The probability that drivers in the area never drink and drive, but are simply bad drivers = P(B) = 0.32

The probability that drivers in the area never drink and drive, and are good drivers = P(G) = 0.60

Let S = event that the police stops the driver.

(b) The probability that a randomly selected driver will be stopped at the checkpoint is 0.2016.

(c) The probability that a driver who is stopped at the checkpoint is drunk is 0.337.

Step-by-step explanation:

We are given that 8% of drivers on New Years' Eve have a blood-alcohol level that is above the legal limit. It is also known that 32% of drivers in the area never drink and drive, but are simply bad drivers. The remaining 60% of drivers never drink and drive and are good drivers.

At this particular checkpoint, the police stop 85% of the drunk drivers, stop 38% of the bad drivers, and stop 2% of the good drivers.

(a) Let the probability drivers are drunk = P(D) = 0.08

The probability that drivers in the area never drink and drive, but are simply bad drivers = P(B) = 0.32

The probability that drivers in the area never drink and drive, and are good drivers = P(G) = 0.60

Let S = event that the police stops the driver

These are the four events stated in the question.

(b) So, the probability that the police stop the drunk drivers = P(S/D) = 0.85

The probability that the police stop the bad drivers = P(S/B) = 0.38

The probability that the police stop the good drivers = P(S/G) = 0.02

Now, the probability that a randomly selected driver will be stopped at the checkpoint is given by = P(S)

    P(S) = P(D) $\times$ P(S/D) + P(B) $\times$ P(S/B) + P(G) $\times$ P(S/G)

             = (0.08 $\times$ 0.85) + (0.32 $\times$ 0.38) + (0.60 $\times$ 0.02)

             = 0.068 + 0.1216 + 0.012  

            = 0.2016

Hence, the probability that a randomly selected driver will be stopped at the checkpoint is 0.2016.

(c) Now, the probability that a driver who is stopped at the checkpoint is drunk is given by = P(D/S)

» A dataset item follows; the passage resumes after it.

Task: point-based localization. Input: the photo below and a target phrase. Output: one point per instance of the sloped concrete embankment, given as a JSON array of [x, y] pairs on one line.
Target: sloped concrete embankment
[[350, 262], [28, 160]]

       P(S/W) =  $\frac{P(D) \times P(S/D)}{P(D) \times P(S/D)+P(B) \times P(S/B)+P(G) \times P(S/G)}$

                    =  $\frac{0.08\times 0.85}{0.08\times 0.85+0.32\times 0.38+0.60\times 0.02}$

                    = $\frac{0.068}{0.2016}$ = 0.337

Hence, the probability that a driver who is stopped at the checkpoint is drunk is 0.337.